Nel caso concreto si discute sulla delibazione della sentenza emessa dal Tribunale ecclesiastico che aveva riconosciuto la nullità del matrimonio concordatario per difetto di consenso matrimoniale riconducibile ad una grave carenza di discrezione di giudizio da parte dell'uomo circa i diritti e i doveri matrimoniali essenziali da dare ed accettare reciprocamente.
La causa ha origine dalla richiesta alla Corte d'Appello di Caltanissetta di delibare la sentenza emessa dal Tribunale Ecclesiastico di Roma, divenuta esecutiva e munita di visto di esecutività apposto dal Supremo Tribunale della Segnatura Apostolica, con la quale era stata riconosciuta la nullità del matrimonio concordatarioper difetto di consenso matrimoniale riconducibile ad una grave carenza di discrezione di giudizio da parte dell'uomo circa i diritti e i doveri matrimoniali essenziali da dare ed accettare reciprocamente.
Tuttavia, la Corte d'Appello aveva rilevato come la delibazione della sentenza canonica non fosse praticabile poiché era provato come i coniugi avessero convissuto come coniugi per oltre 3 anni, considerato che durante il matrimonio erano nati due figli, dunque l'ordine pubblico c.d. interno italiano impediva la delibazione.

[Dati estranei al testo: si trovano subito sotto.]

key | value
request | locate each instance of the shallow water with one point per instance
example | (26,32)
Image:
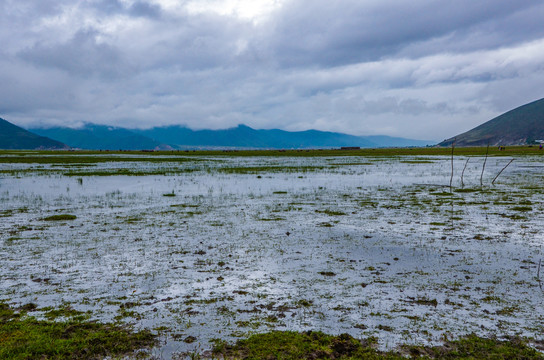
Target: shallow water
(367,246)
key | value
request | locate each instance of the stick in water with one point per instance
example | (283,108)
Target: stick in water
(483,168)
(463,173)
(452,148)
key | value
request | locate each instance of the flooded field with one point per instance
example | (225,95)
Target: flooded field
(198,248)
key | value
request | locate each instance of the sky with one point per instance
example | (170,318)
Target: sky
(422,69)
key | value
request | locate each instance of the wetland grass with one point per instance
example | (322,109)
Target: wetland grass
(289,345)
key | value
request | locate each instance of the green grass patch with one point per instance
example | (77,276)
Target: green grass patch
(289,345)
(25,337)
(60,217)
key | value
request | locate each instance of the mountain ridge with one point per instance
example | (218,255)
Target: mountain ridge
(241,136)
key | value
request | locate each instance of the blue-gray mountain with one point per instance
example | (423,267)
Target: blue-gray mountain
(177,137)
(15,137)
(523,125)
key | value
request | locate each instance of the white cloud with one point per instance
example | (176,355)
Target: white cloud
(428,70)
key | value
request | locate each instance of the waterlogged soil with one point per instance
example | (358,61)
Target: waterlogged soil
(224,247)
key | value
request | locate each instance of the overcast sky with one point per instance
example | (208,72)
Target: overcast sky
(425,69)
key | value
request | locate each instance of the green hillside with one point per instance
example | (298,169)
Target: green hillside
(523,125)
(14,137)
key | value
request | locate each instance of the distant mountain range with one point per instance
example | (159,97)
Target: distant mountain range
(15,137)
(523,125)
(93,136)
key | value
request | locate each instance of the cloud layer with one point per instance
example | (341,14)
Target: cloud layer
(422,69)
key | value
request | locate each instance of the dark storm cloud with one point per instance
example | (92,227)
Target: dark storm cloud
(335,33)
(82,55)
(138,8)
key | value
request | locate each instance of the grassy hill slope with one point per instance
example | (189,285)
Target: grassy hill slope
(519,126)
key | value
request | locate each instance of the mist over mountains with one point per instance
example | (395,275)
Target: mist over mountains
(92,136)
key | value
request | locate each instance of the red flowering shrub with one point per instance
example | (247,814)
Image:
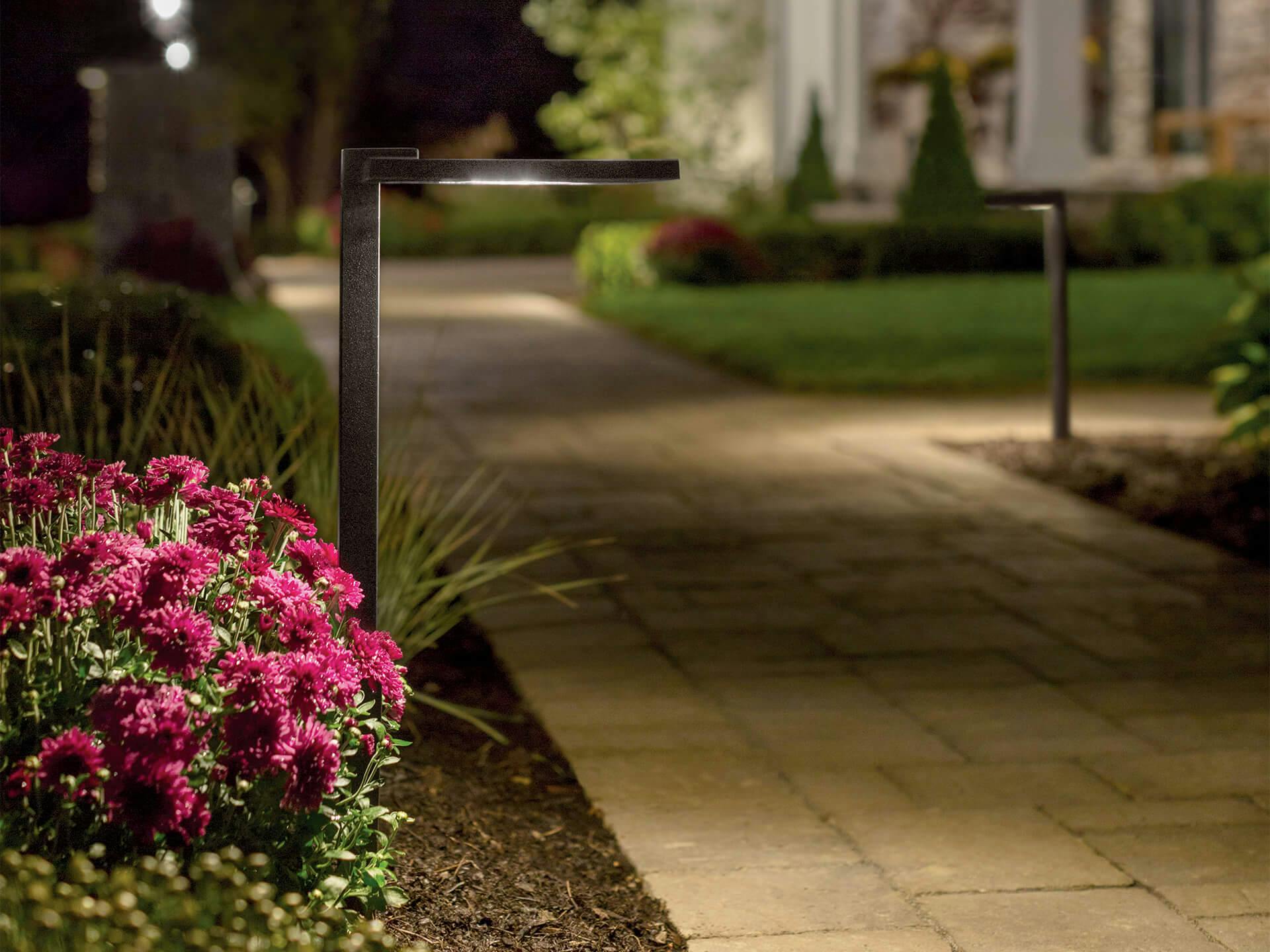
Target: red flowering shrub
(179,672)
(702,252)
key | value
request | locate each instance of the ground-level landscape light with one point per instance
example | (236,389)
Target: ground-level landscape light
(1053,205)
(362,173)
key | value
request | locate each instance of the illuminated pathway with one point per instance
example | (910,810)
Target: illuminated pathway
(857,692)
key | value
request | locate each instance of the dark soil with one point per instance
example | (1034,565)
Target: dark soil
(505,851)
(1199,488)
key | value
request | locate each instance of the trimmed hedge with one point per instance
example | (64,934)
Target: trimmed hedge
(1208,221)
(615,254)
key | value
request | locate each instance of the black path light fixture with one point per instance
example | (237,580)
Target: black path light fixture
(362,173)
(1053,205)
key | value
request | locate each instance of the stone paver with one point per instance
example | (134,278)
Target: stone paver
(1090,920)
(959,851)
(890,941)
(1159,813)
(1220,899)
(1001,785)
(847,668)
(1242,933)
(756,902)
(1161,856)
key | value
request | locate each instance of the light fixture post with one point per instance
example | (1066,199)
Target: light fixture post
(1053,205)
(362,172)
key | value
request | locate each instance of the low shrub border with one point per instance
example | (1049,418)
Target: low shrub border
(1210,221)
(616,255)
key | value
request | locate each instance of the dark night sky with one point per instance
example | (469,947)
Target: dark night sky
(446,65)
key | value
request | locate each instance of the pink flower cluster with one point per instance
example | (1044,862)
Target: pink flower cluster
(252,666)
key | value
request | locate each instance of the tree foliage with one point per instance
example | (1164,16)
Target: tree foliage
(943,184)
(292,67)
(621,108)
(1242,387)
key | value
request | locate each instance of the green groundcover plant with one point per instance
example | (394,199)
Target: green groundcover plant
(220,900)
(1242,386)
(181,672)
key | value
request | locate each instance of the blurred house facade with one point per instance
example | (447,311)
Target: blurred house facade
(1087,95)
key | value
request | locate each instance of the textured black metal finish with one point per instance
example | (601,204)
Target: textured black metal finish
(1053,204)
(521,172)
(360,372)
(362,172)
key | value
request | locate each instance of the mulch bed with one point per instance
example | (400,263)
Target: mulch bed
(1199,488)
(505,851)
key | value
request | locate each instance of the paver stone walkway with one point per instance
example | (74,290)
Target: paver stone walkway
(857,692)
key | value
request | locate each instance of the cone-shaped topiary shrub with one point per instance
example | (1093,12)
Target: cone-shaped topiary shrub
(813,180)
(941,186)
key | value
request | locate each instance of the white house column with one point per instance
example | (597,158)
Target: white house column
(851,117)
(808,41)
(1052,93)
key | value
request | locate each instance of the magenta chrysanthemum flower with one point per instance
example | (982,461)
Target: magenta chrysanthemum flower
(320,560)
(312,556)
(376,654)
(255,740)
(290,512)
(71,753)
(145,724)
(112,480)
(313,767)
(151,801)
(302,622)
(18,783)
(182,639)
(17,607)
(253,680)
(28,495)
(220,532)
(171,475)
(24,567)
(320,677)
(257,563)
(178,571)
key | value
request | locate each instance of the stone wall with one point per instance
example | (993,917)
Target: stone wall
(164,153)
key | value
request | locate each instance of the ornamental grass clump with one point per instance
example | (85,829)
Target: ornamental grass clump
(181,672)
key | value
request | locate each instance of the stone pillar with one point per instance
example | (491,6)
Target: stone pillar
(1052,95)
(165,155)
(851,120)
(1132,98)
(807,63)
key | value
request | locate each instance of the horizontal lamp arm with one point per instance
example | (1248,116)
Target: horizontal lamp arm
(517,172)
(1034,200)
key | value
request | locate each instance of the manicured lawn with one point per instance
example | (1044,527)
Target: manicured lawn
(940,333)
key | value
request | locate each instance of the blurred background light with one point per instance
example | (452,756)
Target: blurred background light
(178,55)
(165,9)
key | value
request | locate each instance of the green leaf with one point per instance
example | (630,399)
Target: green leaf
(334,885)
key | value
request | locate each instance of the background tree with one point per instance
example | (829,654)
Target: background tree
(629,89)
(621,110)
(813,179)
(941,184)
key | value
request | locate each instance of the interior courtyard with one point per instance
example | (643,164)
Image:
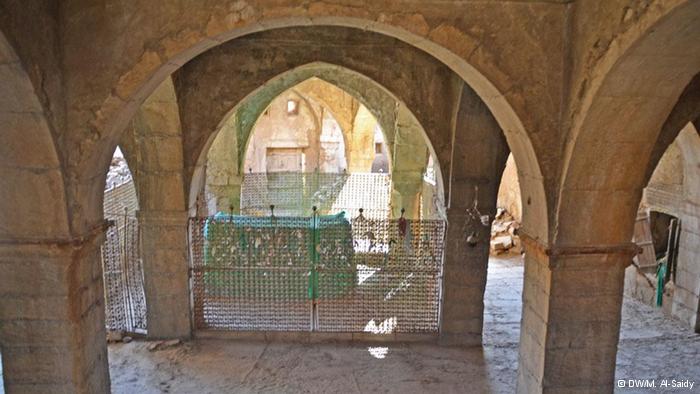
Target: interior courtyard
(350,196)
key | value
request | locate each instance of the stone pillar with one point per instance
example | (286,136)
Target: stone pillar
(52,323)
(166,273)
(406,193)
(464,273)
(571,318)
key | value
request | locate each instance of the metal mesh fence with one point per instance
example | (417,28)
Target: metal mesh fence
(251,273)
(322,273)
(397,265)
(294,194)
(125,301)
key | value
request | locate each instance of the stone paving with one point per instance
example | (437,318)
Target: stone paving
(651,347)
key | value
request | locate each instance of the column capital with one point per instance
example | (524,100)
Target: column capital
(53,247)
(551,253)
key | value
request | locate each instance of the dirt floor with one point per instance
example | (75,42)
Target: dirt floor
(651,347)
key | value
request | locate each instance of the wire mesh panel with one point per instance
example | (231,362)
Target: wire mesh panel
(321,273)
(251,273)
(125,300)
(390,282)
(294,194)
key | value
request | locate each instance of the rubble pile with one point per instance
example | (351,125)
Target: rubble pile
(504,234)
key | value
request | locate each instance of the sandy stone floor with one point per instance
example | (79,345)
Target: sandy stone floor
(651,347)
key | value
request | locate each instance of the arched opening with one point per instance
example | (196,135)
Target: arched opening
(381,138)
(122,269)
(367,269)
(665,274)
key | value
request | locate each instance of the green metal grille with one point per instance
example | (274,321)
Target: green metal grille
(295,194)
(321,273)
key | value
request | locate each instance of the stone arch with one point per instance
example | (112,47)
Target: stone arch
(32,189)
(619,121)
(333,74)
(689,143)
(448,44)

La richiedente si rivolge alla Corte di Cassazione, evidenziando nel ricorso come il matrimonio civile possa essere dichiarato nullo nelle ipotesi in cui il nubente, al momento della celebrazione, si sia trovato in una condizione di menomazione della sfera intellettiva e volitiva tale da impedirgli la comprensione del significato e delle conseguenze dell'impegno che si sta assumendo. In tal senso, secondo la ricorrente la nullità dichiarata in sede ecclesiastica per il motivo di cui sopra non si discosta sostanzialmente dall'ipotesi di invalidità contemplata dall'
Non è dello stesso avviso la Suprema Corte che con l'ordinanza n. 24750 del 16 settembre 2024 dichiara inammissibile il motivo di ricorso, ricordando come nell'ambito del giudizio di delibazione, la convivenza “come coniugi” costituisca elemento essenziale del “matrimonio-rapporto” e, laddove si protragga per oltre 3 anni dalla celebrazione, si integra una situazione giuridica di ordine pubblico italiano che non impedisce la delibazione della sentenza ecclesiastica per vizi genetici del “matrimonio-atto”.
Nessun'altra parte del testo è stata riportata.